A consciência - essa sensação de estar presente, de ver, ouvir e sentir - é um dos maiores mistérios da ciência. Um estudo de sete anos com mais de 250 participantes vem lançar nova luz sobre a questão e desafia as duas principais teorias sobre onde e como ela se forma no cérebro.

A consciência está no centro da experiência humana. É aquilo que nos permite ver e ouvir, imaginar e sonhar, sentir prazer ou dor, medo ou amor. Mas onde, exatamente, se origina este fenómeno no cérebro? Esta é uma pergunta que há décadas intriga neurocientistas e clínicos.

Um novo estudo internacional, publicado na revista Nature, oferece novas pistas e desafia duas das teorias dominantes sobre o tema.

Durante sete anos, investigadores de 12 laboratórios nos Estados Unidos, Europa e China analisaram a atividade cerebral de 256 voluntários enquanto estes observavam imagens de rostos e objetos. Recolheram dados de diferentes tipos: atividade elétrica e magnética, fluxo sanguíneo e padrões de comunicação neuronal.

O objetivo era perceber quais as regiões do cérebro associadas à experiência consciente.

A consciência pode não estar onde se pensava

O estudo revelou que a consciência poderá não ter origem nas regiões frontais do cérebro - associadas à inteligência, raciocínio e tomada de decisões - mas sim nas zonas posteriores, responsáveis pelo processamento sensorial, como a visão e a audição.

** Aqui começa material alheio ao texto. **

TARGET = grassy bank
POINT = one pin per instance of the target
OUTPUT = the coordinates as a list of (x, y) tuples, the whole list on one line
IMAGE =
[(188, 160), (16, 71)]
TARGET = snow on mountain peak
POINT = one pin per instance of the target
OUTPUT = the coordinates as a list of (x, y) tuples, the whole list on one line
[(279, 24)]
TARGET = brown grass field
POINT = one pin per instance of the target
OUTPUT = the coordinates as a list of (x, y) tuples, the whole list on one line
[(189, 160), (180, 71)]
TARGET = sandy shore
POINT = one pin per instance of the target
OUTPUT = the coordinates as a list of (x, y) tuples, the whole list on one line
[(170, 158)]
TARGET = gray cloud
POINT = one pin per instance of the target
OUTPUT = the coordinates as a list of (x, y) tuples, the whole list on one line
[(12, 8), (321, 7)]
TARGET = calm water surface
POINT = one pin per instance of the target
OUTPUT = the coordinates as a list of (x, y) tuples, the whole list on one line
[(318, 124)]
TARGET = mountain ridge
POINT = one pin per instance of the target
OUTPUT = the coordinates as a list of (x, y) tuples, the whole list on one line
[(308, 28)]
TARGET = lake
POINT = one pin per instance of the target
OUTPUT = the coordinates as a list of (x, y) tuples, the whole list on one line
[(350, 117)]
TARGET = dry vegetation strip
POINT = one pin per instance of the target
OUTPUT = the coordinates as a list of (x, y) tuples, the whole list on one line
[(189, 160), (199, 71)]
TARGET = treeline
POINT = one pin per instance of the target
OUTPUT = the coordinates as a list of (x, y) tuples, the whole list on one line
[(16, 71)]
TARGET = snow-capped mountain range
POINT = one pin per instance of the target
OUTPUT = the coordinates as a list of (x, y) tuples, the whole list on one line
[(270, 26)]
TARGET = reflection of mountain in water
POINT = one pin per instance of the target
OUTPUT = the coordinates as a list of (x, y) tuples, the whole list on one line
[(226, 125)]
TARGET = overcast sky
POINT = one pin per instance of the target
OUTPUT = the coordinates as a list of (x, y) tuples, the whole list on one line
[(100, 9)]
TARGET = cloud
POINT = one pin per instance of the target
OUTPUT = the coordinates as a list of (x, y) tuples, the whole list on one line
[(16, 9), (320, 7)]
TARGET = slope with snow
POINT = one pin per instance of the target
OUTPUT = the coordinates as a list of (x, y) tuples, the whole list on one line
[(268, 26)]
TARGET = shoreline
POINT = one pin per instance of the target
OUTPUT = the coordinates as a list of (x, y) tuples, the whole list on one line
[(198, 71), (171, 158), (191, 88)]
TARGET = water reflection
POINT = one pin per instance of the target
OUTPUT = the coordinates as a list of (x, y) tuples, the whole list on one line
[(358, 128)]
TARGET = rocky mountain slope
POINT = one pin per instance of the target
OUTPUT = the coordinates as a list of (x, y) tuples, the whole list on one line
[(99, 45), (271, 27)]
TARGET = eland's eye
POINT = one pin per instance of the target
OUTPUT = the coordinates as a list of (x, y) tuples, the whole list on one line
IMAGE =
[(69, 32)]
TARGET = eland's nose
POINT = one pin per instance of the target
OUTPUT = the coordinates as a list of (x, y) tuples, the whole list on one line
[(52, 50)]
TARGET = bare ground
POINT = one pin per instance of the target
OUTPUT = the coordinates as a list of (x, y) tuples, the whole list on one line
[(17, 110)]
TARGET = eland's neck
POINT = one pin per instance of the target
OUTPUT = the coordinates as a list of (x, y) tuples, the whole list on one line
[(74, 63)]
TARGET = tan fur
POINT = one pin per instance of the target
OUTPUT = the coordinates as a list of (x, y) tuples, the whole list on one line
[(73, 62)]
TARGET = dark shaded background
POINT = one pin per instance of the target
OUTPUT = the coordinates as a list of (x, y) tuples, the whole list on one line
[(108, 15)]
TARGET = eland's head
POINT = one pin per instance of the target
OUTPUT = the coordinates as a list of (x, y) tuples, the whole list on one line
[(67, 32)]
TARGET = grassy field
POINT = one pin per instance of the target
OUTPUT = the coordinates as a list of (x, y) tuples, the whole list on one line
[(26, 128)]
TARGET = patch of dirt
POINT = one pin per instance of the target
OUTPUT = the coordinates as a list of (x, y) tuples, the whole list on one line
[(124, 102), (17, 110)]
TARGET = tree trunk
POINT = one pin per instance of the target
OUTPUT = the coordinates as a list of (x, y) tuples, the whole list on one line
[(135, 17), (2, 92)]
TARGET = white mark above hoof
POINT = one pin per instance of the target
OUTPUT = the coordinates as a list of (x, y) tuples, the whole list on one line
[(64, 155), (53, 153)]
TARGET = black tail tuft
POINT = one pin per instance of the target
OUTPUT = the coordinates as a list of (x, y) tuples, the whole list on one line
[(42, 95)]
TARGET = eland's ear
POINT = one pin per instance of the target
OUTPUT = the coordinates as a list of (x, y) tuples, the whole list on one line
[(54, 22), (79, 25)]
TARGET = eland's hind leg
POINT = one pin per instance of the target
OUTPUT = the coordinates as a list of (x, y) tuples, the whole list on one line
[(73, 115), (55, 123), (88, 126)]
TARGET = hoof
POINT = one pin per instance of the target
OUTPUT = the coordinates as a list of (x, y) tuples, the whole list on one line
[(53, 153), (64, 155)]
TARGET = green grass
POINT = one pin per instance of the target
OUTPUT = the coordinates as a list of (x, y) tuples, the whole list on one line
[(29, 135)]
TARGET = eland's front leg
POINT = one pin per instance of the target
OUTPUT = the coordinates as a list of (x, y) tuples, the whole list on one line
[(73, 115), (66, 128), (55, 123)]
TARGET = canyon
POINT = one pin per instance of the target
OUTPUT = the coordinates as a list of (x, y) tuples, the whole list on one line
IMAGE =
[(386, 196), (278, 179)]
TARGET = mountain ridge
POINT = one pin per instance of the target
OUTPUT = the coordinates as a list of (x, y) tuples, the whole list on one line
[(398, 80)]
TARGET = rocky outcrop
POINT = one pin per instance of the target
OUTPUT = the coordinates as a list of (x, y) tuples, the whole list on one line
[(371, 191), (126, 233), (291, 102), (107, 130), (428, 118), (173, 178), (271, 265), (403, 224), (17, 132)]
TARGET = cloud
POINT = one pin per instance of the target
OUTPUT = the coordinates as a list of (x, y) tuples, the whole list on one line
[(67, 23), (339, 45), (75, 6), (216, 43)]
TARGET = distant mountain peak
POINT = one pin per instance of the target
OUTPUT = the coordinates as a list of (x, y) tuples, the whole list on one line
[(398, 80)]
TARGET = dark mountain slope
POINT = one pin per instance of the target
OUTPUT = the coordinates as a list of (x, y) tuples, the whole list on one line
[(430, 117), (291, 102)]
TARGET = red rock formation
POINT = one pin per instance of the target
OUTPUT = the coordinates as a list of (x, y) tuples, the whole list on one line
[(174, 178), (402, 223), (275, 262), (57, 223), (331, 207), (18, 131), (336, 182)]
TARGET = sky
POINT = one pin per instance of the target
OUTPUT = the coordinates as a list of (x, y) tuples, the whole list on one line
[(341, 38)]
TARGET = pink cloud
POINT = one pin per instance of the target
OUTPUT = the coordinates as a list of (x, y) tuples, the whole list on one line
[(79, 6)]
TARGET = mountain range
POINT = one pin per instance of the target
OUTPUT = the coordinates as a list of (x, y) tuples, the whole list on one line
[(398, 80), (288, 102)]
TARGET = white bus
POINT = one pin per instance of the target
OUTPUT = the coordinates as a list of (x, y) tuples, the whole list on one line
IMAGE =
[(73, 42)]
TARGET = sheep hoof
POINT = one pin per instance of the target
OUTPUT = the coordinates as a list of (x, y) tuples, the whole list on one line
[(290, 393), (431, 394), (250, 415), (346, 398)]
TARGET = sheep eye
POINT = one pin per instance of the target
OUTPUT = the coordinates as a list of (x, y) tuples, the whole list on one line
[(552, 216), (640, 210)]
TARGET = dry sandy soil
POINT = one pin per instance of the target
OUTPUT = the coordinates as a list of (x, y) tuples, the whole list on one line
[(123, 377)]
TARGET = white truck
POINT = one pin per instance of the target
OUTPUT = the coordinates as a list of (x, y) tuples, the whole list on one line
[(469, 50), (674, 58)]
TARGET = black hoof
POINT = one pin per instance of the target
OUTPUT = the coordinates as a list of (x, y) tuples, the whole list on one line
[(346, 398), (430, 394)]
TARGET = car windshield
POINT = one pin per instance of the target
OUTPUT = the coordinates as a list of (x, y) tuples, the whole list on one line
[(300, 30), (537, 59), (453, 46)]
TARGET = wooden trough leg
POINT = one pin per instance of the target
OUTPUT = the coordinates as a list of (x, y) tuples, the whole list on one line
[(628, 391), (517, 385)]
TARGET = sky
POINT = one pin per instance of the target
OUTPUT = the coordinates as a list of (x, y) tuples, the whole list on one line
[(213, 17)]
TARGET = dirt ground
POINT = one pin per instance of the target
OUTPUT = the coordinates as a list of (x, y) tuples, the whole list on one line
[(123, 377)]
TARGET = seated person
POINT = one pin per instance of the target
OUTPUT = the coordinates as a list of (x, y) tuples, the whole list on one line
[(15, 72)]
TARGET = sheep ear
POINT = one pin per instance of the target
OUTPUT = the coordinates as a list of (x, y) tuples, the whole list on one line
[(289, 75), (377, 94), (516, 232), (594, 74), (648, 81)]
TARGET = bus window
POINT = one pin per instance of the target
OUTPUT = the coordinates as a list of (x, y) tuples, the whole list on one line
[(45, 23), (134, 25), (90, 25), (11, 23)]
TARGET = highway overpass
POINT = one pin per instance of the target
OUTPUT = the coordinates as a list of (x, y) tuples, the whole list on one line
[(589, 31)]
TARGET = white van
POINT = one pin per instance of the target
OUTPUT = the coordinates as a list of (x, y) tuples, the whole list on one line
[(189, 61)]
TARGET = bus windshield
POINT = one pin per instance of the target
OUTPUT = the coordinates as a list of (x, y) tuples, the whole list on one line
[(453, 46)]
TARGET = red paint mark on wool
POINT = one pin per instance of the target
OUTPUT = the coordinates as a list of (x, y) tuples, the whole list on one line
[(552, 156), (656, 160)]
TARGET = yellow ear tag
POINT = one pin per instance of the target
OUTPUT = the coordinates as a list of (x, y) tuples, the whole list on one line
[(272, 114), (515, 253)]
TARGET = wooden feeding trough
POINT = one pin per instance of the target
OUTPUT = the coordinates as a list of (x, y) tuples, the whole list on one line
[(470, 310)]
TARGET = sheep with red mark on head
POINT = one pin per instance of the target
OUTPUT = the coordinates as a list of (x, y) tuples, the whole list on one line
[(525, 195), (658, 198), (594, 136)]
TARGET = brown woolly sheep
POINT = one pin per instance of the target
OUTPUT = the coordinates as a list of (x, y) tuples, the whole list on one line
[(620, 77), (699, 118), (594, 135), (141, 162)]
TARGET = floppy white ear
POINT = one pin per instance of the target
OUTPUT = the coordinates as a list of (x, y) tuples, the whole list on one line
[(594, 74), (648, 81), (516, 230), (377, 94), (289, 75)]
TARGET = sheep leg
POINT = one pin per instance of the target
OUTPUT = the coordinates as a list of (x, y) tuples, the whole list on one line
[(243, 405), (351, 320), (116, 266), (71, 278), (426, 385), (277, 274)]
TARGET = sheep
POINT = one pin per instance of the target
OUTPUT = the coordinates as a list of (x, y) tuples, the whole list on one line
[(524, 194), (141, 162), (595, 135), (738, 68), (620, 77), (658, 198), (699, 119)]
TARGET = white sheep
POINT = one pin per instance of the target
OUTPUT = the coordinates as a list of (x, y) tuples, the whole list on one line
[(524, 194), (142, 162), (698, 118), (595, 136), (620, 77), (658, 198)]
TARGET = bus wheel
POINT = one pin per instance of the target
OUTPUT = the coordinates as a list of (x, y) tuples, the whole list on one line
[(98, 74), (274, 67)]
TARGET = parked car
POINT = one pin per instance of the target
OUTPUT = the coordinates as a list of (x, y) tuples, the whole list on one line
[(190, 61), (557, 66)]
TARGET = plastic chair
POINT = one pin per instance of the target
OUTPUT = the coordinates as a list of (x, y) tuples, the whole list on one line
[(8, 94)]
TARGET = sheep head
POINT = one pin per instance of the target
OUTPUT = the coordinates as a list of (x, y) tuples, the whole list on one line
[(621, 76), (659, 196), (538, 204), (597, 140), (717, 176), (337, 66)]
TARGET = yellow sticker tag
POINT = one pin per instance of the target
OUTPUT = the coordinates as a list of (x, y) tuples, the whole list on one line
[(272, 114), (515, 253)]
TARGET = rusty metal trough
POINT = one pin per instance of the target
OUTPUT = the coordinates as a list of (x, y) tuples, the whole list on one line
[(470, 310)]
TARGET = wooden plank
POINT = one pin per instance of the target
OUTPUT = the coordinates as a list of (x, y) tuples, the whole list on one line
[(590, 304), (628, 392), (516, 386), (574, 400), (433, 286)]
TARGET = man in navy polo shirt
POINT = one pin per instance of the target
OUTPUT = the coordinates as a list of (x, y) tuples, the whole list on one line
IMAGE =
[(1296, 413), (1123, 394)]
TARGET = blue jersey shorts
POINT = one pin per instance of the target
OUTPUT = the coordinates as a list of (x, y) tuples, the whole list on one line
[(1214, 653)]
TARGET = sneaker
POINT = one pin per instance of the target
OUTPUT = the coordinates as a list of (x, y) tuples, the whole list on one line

"Os dados apontam claramente para o córtex posterior. Ou não encontrámos qualquer sinal de consciência na parte frontal do cérebro, ou os sinais eram muito mais fracos do que na parte posterior", explicou o neurocientista Christof Koch , do Instituto Allen, em Seattle, um dos autores do estudo.

Por outras palavras, a inteligência é sobre fazer, enquanto a consciência é sobre ser.

Duas teorias em confronto - e nenhuma sai vencedora

O estudo confrontou diretamente as duas principais teorias científicas sobre a origem da consciência:

Teoria do Espaço de Trabalho Neuronal Global (GNWT): defende que a consciência emerge nas regiões frontais do cérebro, onde a informação relevante é amplamente distribuída e acedida pelas outras áreas cerebrais.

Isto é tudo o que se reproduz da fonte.